Except, Limestone’s contract with Pearson gives the company 97 percent of that money. Pearson hires the teachers. Pearson determines the curriculum (so long as it aligns with state guidelines). Pearson handles grading and testing.
Instead of hauling in more than $17 million for the North Alabama district, and using it to hire teachers and support staff to facilitate the virtual school, Limestone County will get just $514,000.
“That’s not the way this was intended to be used,” said former state Sen. Dick Brewbaker, who sponsored the virtual schools bill when it was passed in 2015 and has remained a strong proponent of virtual schools.
“The goal of this bill — and we made this quite clear — was that this was a tool for public schools to use to attract private school and homeschool kids back into the public school classrooms,” Brewbaker said. “We did it to help struggling school systems that were losing kids. That’s why we had such broad support for the bill — even the AEA was behind us, because they saw that it was a means of getting dollars and more teachers back into schools.”
If used properly, the virtual schools model could have been quite a money-maker for cash-strapped districts where parents were opting for private schools or homeschooling. For free, those kids could now enroll in the system’s virtual school, receiving lessons and assistance from certified teachers.
At the same time, the system hosting the virtual school would receive the full per-pupil funding for those students, despite the fact it was incurring a fraction of the cost to actually teach them. Brewbaker and his co-sponsors saw it as a method to lower student-teacher ratios in troubled districts and inject a lot of cash into public schools overall.
It has mostly not worked like that.
While there are districts that have utilized the virtual model as intended and are reaping great benefits, most are offering an anemic version that does little for anyone. And then there are the districts like Limestone — and it is not alone in its method — which has farmed out the entire operation.

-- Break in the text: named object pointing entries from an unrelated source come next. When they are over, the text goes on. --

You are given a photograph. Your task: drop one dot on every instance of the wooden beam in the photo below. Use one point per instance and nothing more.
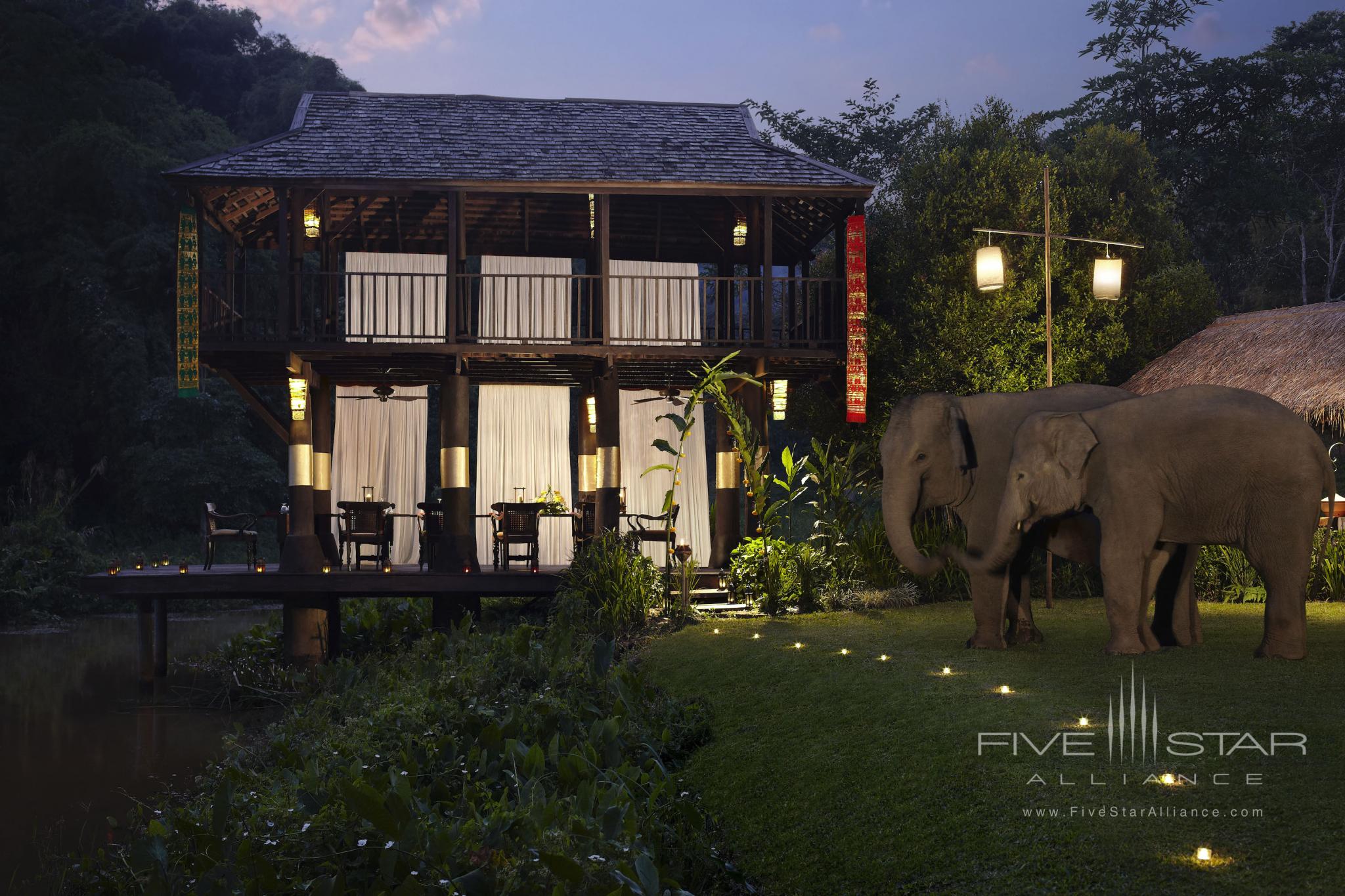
(257, 403)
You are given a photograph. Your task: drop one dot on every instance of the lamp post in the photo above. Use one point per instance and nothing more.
(990, 276)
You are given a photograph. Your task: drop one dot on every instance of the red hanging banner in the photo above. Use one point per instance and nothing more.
(856, 322)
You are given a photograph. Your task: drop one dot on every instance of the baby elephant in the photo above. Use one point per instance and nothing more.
(1193, 465)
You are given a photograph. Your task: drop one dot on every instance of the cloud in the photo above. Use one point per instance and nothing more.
(985, 66)
(313, 12)
(829, 32)
(1208, 30)
(404, 24)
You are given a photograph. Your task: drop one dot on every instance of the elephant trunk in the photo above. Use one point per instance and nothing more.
(899, 509)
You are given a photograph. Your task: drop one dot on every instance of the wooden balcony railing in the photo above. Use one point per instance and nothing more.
(549, 309)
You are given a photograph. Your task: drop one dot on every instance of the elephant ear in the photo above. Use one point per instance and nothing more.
(1071, 441)
(957, 425)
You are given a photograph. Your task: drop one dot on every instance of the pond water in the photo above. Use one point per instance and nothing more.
(79, 738)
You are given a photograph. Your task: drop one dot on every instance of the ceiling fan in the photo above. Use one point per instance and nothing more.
(385, 394)
(670, 395)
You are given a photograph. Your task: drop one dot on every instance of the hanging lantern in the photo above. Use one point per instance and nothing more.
(990, 269)
(857, 324)
(1107, 278)
(779, 398)
(298, 398)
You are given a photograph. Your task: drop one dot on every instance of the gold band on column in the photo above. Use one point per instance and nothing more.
(454, 468)
(301, 464)
(322, 471)
(608, 467)
(588, 473)
(726, 471)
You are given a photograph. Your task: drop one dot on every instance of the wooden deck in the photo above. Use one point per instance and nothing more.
(240, 581)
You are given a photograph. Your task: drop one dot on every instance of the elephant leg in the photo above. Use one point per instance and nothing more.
(989, 601)
(1283, 563)
(1124, 580)
(1023, 628)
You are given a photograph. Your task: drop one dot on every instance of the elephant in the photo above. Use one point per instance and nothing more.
(942, 450)
(1192, 465)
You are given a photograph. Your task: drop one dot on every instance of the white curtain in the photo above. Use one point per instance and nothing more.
(650, 303)
(645, 494)
(382, 444)
(523, 440)
(396, 297)
(525, 300)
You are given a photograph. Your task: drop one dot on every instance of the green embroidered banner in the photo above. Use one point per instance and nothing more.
(188, 305)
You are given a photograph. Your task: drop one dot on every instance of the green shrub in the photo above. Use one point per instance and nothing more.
(468, 763)
(609, 587)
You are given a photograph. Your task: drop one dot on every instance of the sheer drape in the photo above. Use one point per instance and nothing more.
(382, 444)
(645, 495)
(655, 301)
(525, 300)
(523, 440)
(387, 301)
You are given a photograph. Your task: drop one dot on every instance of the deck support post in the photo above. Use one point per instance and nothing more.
(146, 640)
(608, 501)
(301, 553)
(456, 548)
(320, 406)
(586, 480)
(160, 639)
(728, 503)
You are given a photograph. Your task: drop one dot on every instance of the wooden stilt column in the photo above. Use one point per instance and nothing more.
(608, 398)
(320, 405)
(586, 489)
(728, 503)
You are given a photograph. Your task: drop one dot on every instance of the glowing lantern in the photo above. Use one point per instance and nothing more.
(298, 398)
(779, 398)
(990, 269)
(1107, 278)
(857, 324)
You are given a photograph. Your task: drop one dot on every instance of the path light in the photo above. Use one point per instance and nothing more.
(990, 269)
(1107, 277)
(779, 398)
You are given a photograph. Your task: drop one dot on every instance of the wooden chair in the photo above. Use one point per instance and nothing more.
(227, 527)
(657, 527)
(585, 523)
(365, 523)
(431, 530)
(516, 523)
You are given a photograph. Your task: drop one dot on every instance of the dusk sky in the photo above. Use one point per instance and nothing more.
(798, 55)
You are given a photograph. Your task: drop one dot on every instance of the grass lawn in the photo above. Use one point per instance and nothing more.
(841, 774)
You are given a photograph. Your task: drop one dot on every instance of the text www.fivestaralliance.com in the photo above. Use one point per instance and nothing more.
(1141, 812)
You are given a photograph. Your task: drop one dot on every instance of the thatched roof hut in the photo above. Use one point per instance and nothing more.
(1293, 355)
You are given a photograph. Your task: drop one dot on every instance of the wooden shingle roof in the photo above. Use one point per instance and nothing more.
(417, 139)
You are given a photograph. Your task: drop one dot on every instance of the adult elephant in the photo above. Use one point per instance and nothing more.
(948, 452)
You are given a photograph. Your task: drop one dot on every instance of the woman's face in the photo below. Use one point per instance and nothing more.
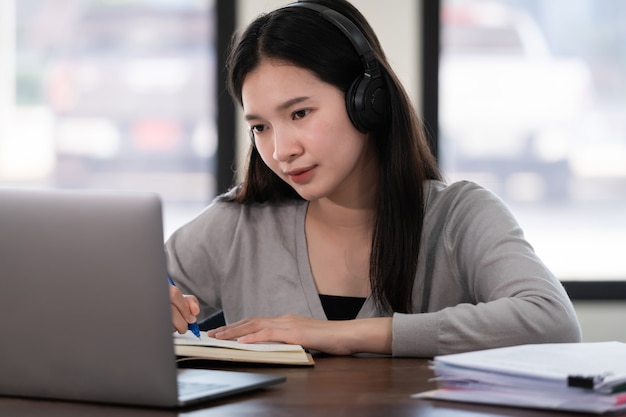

“We wrote this bill to help public education, not to help private businesses get more public education money,” Brewbaker said. “As we’re now seeing, virtual schooling is the future — for many reasons. It could be a lifeline for many of our districts, if used properly.”
However, when used improperly, there can be quite a mess. And the Alabama State Department of Education is dealing with one now.
APR reported last week that the FBI and U.S. Department of Education are conducting a joint investigation into potential fraud within several Alabama virtual schools, including the Limestone system, Athens, Eufaula and Mobile. (Pearson released a statement late last week saying it was not the focus of the investigation, and a source familiar with the investigation confirmed that fact to APR.)
That investigation comes after months of numerous people around the state, including at ALSDE in Montgomery, sounding the alarm on the lax oversight around virtual schools. A source called the entire setup a “ticking timebomb” and another said it was akin to leaving a pile of cash sitting on a street corner.
But what’s possibly worse is that even if there is no fraud, under the current setup, at least one school district in this cash-strapped state just handed over $16 million and the ability to hire dozens of teachers and oversee the learning of 2,600-plus students to a private company.
And no one is watching.
However, someone should be.
According to the bill passed in 2015, the Alabama Legislature was supposed to set up a permanent committee to oversee the implementation of virtual schools and make changes when necessary to guide the schools through a changing landscape.
That committee was never formed.
“We knew that we didn’t know enough in 2015 to just leave the bill there and hope it worked out,” Brewbaker said. “So this committee was going to be able to make the changes necessary when new inventions came along and new products hit the market, or if there was a shift to something crazy like giving away 97 percent of the money.”
Without that committee, oversight and implementation have fallen entirely on local school boards. When asked about the current setup, a spokesperson for ALSDE said that state superintendent Eric Mackey supports more oversight, but also understands that the current laws place control out of his hands.
There have been at least two attempts in the past two legislative sessions to somewhat alter that, and to reshape the virtual schools law in a manner that at least closes some loopholes. Both attempts failed, the most recent one due to COVID-19 cutting short the session.
“I hate it, because that law could be so useful for these schools, as you see with the numbers in (Limestone),” Brewbaker said. “Look at the interest in that school. Look at how much money could be going into that school system for teaching kids who never set foot in those schools.”
“It could be a useful tool,” he said, “if they would just use it that way.”